Entities ranging from automakers to the United Auto Workers, which has supported the use of tariffs to increase U.S. manufacturing, and Canadian political leaders is that it would be better to reopen discussions on USMCA than face on-again, off-again tariff decisions. The trade agreement had a deadline of 2026 already in place for the three countries to renegotiate USMCA.

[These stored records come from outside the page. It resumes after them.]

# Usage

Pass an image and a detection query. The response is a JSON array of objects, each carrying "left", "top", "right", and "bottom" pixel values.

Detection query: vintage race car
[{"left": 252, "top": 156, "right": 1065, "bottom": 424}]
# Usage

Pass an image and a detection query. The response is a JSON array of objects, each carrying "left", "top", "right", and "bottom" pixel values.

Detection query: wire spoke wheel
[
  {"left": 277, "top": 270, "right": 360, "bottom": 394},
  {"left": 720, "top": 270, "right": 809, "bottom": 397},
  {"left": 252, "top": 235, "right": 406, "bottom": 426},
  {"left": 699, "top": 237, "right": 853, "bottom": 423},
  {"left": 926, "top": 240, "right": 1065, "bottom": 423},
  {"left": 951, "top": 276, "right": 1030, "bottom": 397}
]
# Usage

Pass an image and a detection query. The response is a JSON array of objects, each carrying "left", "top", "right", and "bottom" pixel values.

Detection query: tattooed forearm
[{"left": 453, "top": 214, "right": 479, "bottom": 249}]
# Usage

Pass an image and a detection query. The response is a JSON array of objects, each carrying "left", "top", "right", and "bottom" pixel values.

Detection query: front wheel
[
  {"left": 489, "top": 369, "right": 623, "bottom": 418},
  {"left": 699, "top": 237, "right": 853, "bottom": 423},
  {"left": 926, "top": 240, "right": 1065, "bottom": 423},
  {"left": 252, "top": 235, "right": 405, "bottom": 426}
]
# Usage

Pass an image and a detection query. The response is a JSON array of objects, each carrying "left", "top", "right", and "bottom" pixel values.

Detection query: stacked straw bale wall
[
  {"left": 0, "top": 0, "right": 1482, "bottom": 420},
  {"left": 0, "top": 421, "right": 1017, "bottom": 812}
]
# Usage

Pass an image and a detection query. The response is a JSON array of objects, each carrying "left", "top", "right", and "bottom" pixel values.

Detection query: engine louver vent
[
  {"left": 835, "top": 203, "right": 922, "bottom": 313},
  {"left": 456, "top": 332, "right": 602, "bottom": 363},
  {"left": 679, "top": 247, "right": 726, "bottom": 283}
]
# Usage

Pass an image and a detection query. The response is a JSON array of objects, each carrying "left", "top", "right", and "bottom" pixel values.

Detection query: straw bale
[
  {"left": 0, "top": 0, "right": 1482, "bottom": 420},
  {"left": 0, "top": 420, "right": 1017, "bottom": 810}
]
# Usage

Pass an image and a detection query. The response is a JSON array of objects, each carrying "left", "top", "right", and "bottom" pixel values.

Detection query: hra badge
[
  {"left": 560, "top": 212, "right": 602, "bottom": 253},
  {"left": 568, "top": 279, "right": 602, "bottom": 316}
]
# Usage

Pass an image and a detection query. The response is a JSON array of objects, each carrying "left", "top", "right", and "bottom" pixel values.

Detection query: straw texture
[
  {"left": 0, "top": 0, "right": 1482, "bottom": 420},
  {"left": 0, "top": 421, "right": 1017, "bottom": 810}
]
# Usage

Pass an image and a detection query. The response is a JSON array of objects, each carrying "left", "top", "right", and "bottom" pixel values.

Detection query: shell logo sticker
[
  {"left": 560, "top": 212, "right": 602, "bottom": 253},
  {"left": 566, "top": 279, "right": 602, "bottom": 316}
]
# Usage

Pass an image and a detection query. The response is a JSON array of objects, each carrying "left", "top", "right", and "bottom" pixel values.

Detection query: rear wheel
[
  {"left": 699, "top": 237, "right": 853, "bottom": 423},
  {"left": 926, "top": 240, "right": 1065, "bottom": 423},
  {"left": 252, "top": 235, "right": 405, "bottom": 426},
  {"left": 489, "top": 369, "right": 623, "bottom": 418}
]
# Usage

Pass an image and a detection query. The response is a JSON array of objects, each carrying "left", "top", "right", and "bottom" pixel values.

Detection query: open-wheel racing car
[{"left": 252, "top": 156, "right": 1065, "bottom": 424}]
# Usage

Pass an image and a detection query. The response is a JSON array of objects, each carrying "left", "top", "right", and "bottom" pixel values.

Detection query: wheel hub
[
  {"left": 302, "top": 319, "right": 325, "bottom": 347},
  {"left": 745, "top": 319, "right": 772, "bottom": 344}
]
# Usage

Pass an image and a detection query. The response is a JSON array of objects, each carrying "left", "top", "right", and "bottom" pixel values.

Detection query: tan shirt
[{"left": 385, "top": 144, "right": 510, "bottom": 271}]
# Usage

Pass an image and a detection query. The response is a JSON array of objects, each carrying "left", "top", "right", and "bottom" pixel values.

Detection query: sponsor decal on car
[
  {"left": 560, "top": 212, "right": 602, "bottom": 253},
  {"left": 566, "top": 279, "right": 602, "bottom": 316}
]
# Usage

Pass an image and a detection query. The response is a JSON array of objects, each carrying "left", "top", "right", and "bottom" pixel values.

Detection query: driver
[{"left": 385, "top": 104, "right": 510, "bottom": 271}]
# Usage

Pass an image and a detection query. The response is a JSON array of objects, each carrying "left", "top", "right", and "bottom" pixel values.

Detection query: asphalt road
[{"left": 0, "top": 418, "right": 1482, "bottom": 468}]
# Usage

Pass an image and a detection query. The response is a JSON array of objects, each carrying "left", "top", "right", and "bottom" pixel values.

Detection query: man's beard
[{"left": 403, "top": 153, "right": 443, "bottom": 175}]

Already there have been production disruptions from tariffs. Stellantis last week began idling for two weeks its Windsor Assembly Plant in Ontario that produces Chrysler minivans and Dodge electric muscle cars and for this month at its Toluca Assembly Plant in Mexico that makes the Jeep Compass and electric Wagoneer S crossovers. That prompted the temporary layoffs of 900 autoworkers at feeder plants in Michigan. The company said it's assessing the impact of the levies.

 

GM said last week it was increasing full-size truck production at Fort Wayne Assembly in Indiana. It also announced temporary job cuts at an electric vehicle plant in Detroit and Hamtramck and a temporary idling of an electric commercial van plant in Ontario, though that was attributed to market dynamics.

Companies across the industry also are evaluating cutbacks on costs and production, Stevens added.

If relief focuses on auto parts, as Trump suggested in his comments Monday, it could look more like the automotive duties Canada last week imposed on U.S. vehicle imports in retaliation to Trump's auto tariffs. The levy applies to finished vehicles that don’t comply with USMCA, as well as the non-Canadian and non-Mexican content of autos that do comply with the deal. Auto parts also are not tariffed.

Although Trump characterized the auto tariffs as "permanent, 100%" when he announced them, his Monday remarks weren't completely unexpected, Stevens said. Companies, trade associations and the Michigan congressional delegation, he said, all have been advocating for a reevaluation of the autos tariffs.

"They're listening," Stevens said about the Trump administration. "This is a good sign."

Trump also has put forth and pulled back on import taxes multiple times since taking office. He delayed 25% tariffs on Canada and Mexico to March from February and then granted exemptions to goods compliant with USMCA. Last week, he announced a 90-day pause on higher "Liberation Day" tariffs over 10% on some 75 countries that had offered to negotiate with the administration.

Trump on Monday also touted exclusions from 125% tariffs on China and the 10% baseline global tariff granted for consumer electronics as beneficial for tech giant Apple Inc., which manufactures iPhones in China.

"Look, I'm a very flexible person," Trump said in response to a journalist's question. "I don't change my mind, but I'm flexible. And you have to be. You can't just have a wall. ... Sometimes you have to go around it, under it or above it."

Meanwhile, credit rating agency S&P Global Inc. issued a forecast saying the auto tariffs and 25% tariffs on steel and aluminum could increase the prices of vehicles — which already have been approaching $50,000 average transaction prices — by 5% to 10%. It estimated that could decrease U.S. new vehicle sales to 15.2 million to 15.5 million for 2025 and 14.8 million to 15.1 million for 2026 compared to prior estimates of 15.7 million to 16 million.

"Based on these updates, we believe there is a greater likelihood there could be negative rating actions or outlook revisions," S&P Global Ratings credit analyst Nishit Madlani said in a statement.

S&P's long-term credit rating for GM and Stellantis is BBB, which is lower medium grade, and Ford's is just below at BBB-, which is one notch above junk bond status.

Regarding offering exceptions on tariffs to products like consumer electronics, Trump on Monday added: "I don't want to hurt anybody."